I have a 53 Chevy 3600. I am having a heck of a time trying to find the front wheel bearing upgrade for the 3600 3/4 ton trucks.
Can anyone help me out?
Why "upgrade" a design that has worked well for over 75 years? The myth that tapered roller bearings are somehow better than ball bearings doesn't have much proof behind the fantasy. If you simply must make a change just for the sake of following the crowd, find one of the progressive size charts that all bearing manufacturers publish and do some measuring of the original bearings. If you can find an outer bearing race("cup")that will fit the bore of the hub, a good machinist can make an adapter sleeve to make the "cone" fit the spindle. You'll also need to find a grease seal that can be fitted to the hub, and have a sleeve made for the seal lip to ride on, since the original equipment ball bearing has the seal surface built into it.
I upgraded my 49 150’s wheel bearings by packing them with new grease from the latest century. 72 years old and look absolutely perfect 👌. I regularly cruise at 70mph for hours with zero issues.
If what I have in my truck is the way to go, I will just keep what I have. If it ain't broke, I'm not gonna change anything. It's always good to know what's good or bad. And I thank you both for the information.
I looked into that as well on my '53 3600 with no success my bearings an races were in great shape so that's what is going back in.
If I have to replace a bad set of ball bearings, I buy roller bearings as replacements The new ball bearings are priced a bit high.
The last two trucks I changed out, I went ahead and bought the hub/bearing/seal kit. They are nice, and all you need to do is pack the bearings and install the hubs.
No hammering out old races required.
Hotrod Fully agree with your take on bearings,need to leave em alone mine are over 70 yrs. old now . run good !!
Two years ago had to do some work on an Audi, the owner wanted the wheel bearings changed. Perfect ball bearings and it was a newer auto. The Allied Forces found late in WWII that if we concentrated on the ball bearing factories in Germany we could bring them to their knees. My 1940 Plymouth truck has perfect ball bearings that I don't believe were ever changed according to the original owner. Nuff said. Doc.
Roller bearings must be cheaper to produce than ball bearings. I have to think chopping a long rod into pieces is easier than making a perfect sphere. I've always thought that's the reason behind the shift to rollers.
All the bearing information we need to know is available in books, on the Internet and in classrooms in engineering schools.

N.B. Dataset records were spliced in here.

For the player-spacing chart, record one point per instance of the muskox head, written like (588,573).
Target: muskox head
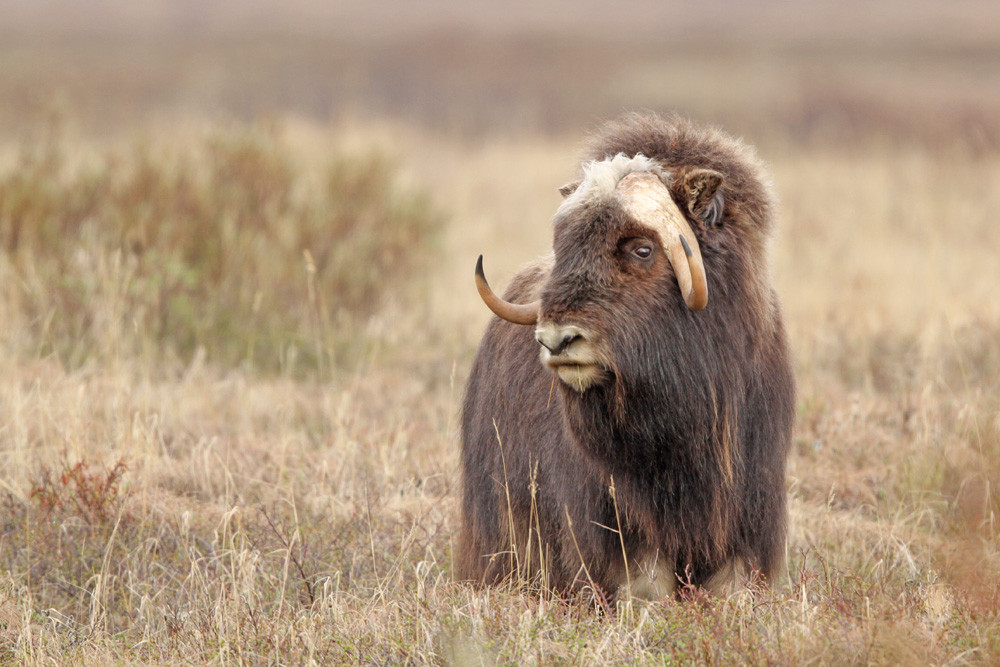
(627,252)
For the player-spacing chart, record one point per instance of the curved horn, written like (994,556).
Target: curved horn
(647,199)
(518,313)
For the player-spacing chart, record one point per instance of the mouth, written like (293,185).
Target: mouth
(577,375)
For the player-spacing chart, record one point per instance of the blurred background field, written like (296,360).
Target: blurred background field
(236,248)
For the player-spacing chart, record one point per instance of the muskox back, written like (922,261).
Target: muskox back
(672,448)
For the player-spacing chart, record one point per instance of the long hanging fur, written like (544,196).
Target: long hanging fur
(692,426)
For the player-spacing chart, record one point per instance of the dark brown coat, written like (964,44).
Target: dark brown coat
(691,422)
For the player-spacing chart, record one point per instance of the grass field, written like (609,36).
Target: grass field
(238,317)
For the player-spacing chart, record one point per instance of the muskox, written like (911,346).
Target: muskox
(628,414)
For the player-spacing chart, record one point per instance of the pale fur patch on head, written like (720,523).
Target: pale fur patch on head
(601,177)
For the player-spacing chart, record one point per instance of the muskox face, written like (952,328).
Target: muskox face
(626,254)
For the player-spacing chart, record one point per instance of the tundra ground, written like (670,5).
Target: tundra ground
(229,401)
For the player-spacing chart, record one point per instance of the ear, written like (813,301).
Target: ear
(569,188)
(703,190)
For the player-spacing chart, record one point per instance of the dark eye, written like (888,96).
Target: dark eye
(642,251)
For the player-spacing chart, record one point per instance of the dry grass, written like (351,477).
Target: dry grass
(218,514)
(164,505)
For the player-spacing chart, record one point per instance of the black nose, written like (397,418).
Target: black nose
(555,345)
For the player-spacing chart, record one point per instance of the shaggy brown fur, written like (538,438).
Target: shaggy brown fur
(693,420)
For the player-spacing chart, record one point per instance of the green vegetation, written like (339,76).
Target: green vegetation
(220,247)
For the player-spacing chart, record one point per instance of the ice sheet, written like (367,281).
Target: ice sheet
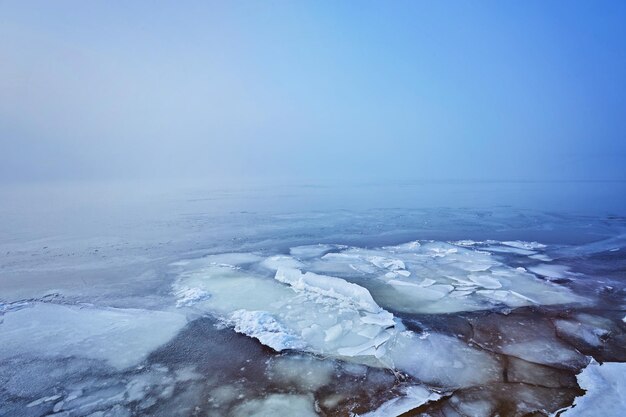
(121,337)
(330,316)
(414,396)
(605,395)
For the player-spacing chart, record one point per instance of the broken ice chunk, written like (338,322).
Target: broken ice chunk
(263,326)
(121,337)
(485,281)
(329,287)
(605,386)
(277,405)
(414,396)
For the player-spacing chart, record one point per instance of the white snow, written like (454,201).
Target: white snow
(332,317)
(414,396)
(122,337)
(468,279)
(262,326)
(549,270)
(605,395)
(332,287)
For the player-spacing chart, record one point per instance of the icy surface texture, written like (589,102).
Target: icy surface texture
(438,277)
(605,395)
(296,304)
(413,397)
(121,337)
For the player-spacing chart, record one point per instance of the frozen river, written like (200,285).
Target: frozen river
(430,299)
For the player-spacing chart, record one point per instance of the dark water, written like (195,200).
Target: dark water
(101,246)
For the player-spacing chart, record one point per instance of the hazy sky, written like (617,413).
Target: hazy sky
(322,89)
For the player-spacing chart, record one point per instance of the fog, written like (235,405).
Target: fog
(312,90)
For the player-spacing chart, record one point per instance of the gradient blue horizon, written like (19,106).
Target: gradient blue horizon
(528,91)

The different type bearings are engineered for a purpose (or application). It requires the effort to study.
Be skeptical about the media hype, magazines and the "hot new" stuff you read about.
You can get sidetracked into buying something you don't need or worse installing something inferior.
I've always been just a bit suspicious of anyone who proposes to solve all my problems by selling me something. There might be a possibility he has an ulterior motive, like transferring my money to his pocket, for instance!
A lot of big truck “hub assemblies” that are replaced as a unit are still ball bearings. Front of my passat is ball bearings and i have replaced them once or mabey one side twice but its got 400k miles on them. My 49 is still on its originals but it did have low mileage when i bought it. I dont think a lot of those old trucks really drove all that many miles before being replaced or parked indefinitely.
I think that the only real difference between the bearings is that ball bearings are noisier as they get older.